Pearl hobbles in close, her gaze drifts from me to Laken.

“I be okay?” she asks, vulnerable and afraid.

I don’t know what to tell her. She might die in a few minutes if things go very wrong and if history is in the mood to repeat itself, things will go very wrong.

Laken steps in and offers Pearl an all-encompassing embrace. She rubs her back and rocks her for a moment as if she were comforting a child.

“If Cooper trusts Ezrina, then so do I.” Laken pulls back with her arms still around the Spectator like they were old friends. “As soon as we get word about your restoration, we’ll be back to pick you up. You won’t be alone in the world. I promise.”

Tears stream from the malformed girl as she strains to look up at Laken. Her entire person shivers with hope, and it makes me feel like shit because deep inside I don’t anticipate things ending well.

“Let’s go.” I pull Laken into me and lead her out of the room. “I’ll check on you in the morning, Pearl,” I say as we walk toward the exit. I look right into her innocent eyes. “You’re in good hands.”

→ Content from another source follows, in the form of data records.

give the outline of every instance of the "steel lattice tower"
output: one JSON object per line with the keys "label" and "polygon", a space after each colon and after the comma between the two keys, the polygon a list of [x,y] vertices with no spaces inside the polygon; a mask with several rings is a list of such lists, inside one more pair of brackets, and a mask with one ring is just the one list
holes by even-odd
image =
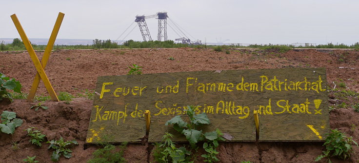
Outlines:
{"label": "steel lattice tower", "polygon": [[141,31],[141,34],[142,34],[142,38],[143,38],[143,41],[147,41],[146,39],[148,39],[148,41],[152,41],[152,38],[151,38],[150,31],[148,30],[148,28],[147,27],[147,24],[146,23],[146,20],[144,19],[145,17],[143,15],[137,16],[135,22],[137,22],[137,24],[139,24],[140,31]]}
{"label": "steel lattice tower", "polygon": [[157,40],[159,41],[167,41],[167,12],[157,13],[159,20],[159,33],[157,34]]}

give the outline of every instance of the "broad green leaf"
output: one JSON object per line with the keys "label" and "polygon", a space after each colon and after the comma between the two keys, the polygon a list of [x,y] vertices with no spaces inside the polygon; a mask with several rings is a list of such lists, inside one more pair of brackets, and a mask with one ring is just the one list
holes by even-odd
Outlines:
{"label": "broad green leaf", "polygon": [[168,124],[178,124],[179,127],[182,128],[186,127],[187,126],[187,122],[182,120],[180,116],[176,116],[176,117],[172,118],[171,120],[167,121],[164,125],[167,125]]}
{"label": "broad green leaf", "polygon": [[211,122],[209,121],[209,119],[208,119],[208,117],[207,117],[207,114],[206,114],[206,113],[202,113],[199,114],[194,115],[193,116],[193,118],[194,118],[194,120],[193,120],[193,122],[192,122],[193,123],[193,124],[195,124],[196,125],[199,125],[200,124],[208,124],[211,123]]}
{"label": "broad green leaf", "polygon": [[204,133],[204,137],[206,138],[206,139],[210,140],[210,141],[213,141],[215,139],[217,139],[218,138],[218,135],[217,135],[217,131],[212,131],[212,132],[206,132]]}
{"label": "broad green leaf", "polygon": [[16,113],[12,111],[4,111],[1,114],[1,121],[12,120],[16,118]]}
{"label": "broad green leaf", "polygon": [[22,86],[21,85],[21,84],[20,83],[20,82],[15,81],[15,79],[13,79],[13,80],[14,81],[14,82],[15,82],[15,84],[16,84],[16,86],[15,88],[14,88],[14,92],[17,92],[19,93],[21,93],[21,87]]}
{"label": "broad green leaf", "polygon": [[63,156],[66,158],[69,159],[71,157],[71,153],[67,152],[63,152]]}
{"label": "broad green leaf", "polygon": [[198,142],[199,137],[202,135],[202,130],[198,131],[194,129],[183,130],[182,132],[190,143],[195,144]]}
{"label": "broad green leaf", "polygon": [[5,79],[5,78],[6,77],[6,76],[5,75],[5,74],[1,73],[0,72],[0,79],[4,79],[4,80],[8,80],[8,79]]}
{"label": "broad green leaf", "polygon": [[12,134],[15,131],[15,124],[14,122],[7,124],[0,124],[1,132],[8,134]]}
{"label": "broad green leaf", "polygon": [[345,145],[345,147],[346,147],[347,150],[349,150],[352,147],[352,146],[349,144],[345,144],[345,145]]}
{"label": "broad green leaf", "polygon": [[16,83],[12,80],[7,81],[3,84],[2,86],[7,89],[14,90],[14,88],[16,87]]}
{"label": "broad green leaf", "polygon": [[218,141],[217,141],[217,140],[213,140],[213,145],[214,145],[215,147],[216,148],[218,147],[219,145],[219,144],[218,143]]}
{"label": "broad green leaf", "polygon": [[178,148],[178,149],[181,150],[184,154],[187,155],[191,155],[191,151],[188,151],[184,146],[181,146]]}
{"label": "broad green leaf", "polygon": [[203,148],[207,148],[207,147],[208,146],[208,143],[203,143]]}
{"label": "broad green leaf", "polygon": [[5,97],[9,99],[10,102],[12,102],[14,101],[14,99],[13,99],[13,95],[12,95],[10,93],[6,92],[6,93],[5,94],[5,95],[6,96]]}
{"label": "broad green leaf", "polygon": [[200,155],[200,156],[202,157],[203,157],[203,158],[205,158],[205,159],[207,159],[207,158],[208,157],[208,156],[207,156],[207,155],[205,155],[205,154],[203,154],[202,155]]}
{"label": "broad green leaf", "polygon": [[23,121],[21,119],[16,118],[14,119],[11,122],[13,122],[15,123],[15,127],[18,127],[22,124]]}

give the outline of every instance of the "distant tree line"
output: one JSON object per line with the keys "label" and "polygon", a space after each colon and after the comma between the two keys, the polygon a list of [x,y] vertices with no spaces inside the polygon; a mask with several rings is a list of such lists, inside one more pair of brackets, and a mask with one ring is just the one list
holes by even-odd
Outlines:
{"label": "distant tree line", "polygon": [[[31,43],[33,48],[36,50],[44,50],[46,48],[46,45],[37,45]],[[248,47],[248,48],[261,48],[264,49],[278,48],[281,49],[285,48],[341,48],[341,49],[359,49],[359,42],[356,42],[353,44],[348,45],[343,43],[334,44],[328,43],[326,44],[319,44],[316,46],[297,46],[294,47],[291,44],[277,45],[271,44],[265,45],[251,44],[248,46],[238,46],[235,44],[230,45],[194,45],[188,44],[182,44],[176,43],[172,40],[166,41],[136,41],[132,40],[125,41],[123,44],[119,45],[117,42],[111,41],[110,40],[101,40],[95,39],[92,41],[92,44],[87,45],[54,45],[53,50],[61,49],[114,49],[114,48],[178,48],[183,47],[190,47],[196,48],[206,48],[207,47],[215,47],[220,46],[224,49],[234,47]],[[0,42],[0,51],[20,51],[26,50],[25,46],[22,41],[19,39],[14,39],[11,43],[5,44],[4,41]]]}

“Cooper?” Ezrina tucks her chin and glowers at me as if she might carve up my head with a paring knife for the fun of it.

I stop shy of the doorway, and she limps on over.

“Per the Countenance, the Spectators must die.”

I give the slightest hint of a nod.

“I have a way,” Ezrina looks slightly more than proud of her extermination method, whatever it might be. “All of them dead.” She heads back toward Pearl as I guide Laken out of the defunct laboratory, quick as possible.

“Don’t start with that one,” I shout as we take off.

Pearl lets out a howl of either pain or approval as we sail toward the exit.

All of them dead.

I give a hard blink. The thought of committing murder on a mass scale doesn’t sit well with me. I won’t do it. Wes and the Counts have another thing coming. I’ve got a gut feeling there will be blood on my hands, only it won’t have anything to do with the Spectators.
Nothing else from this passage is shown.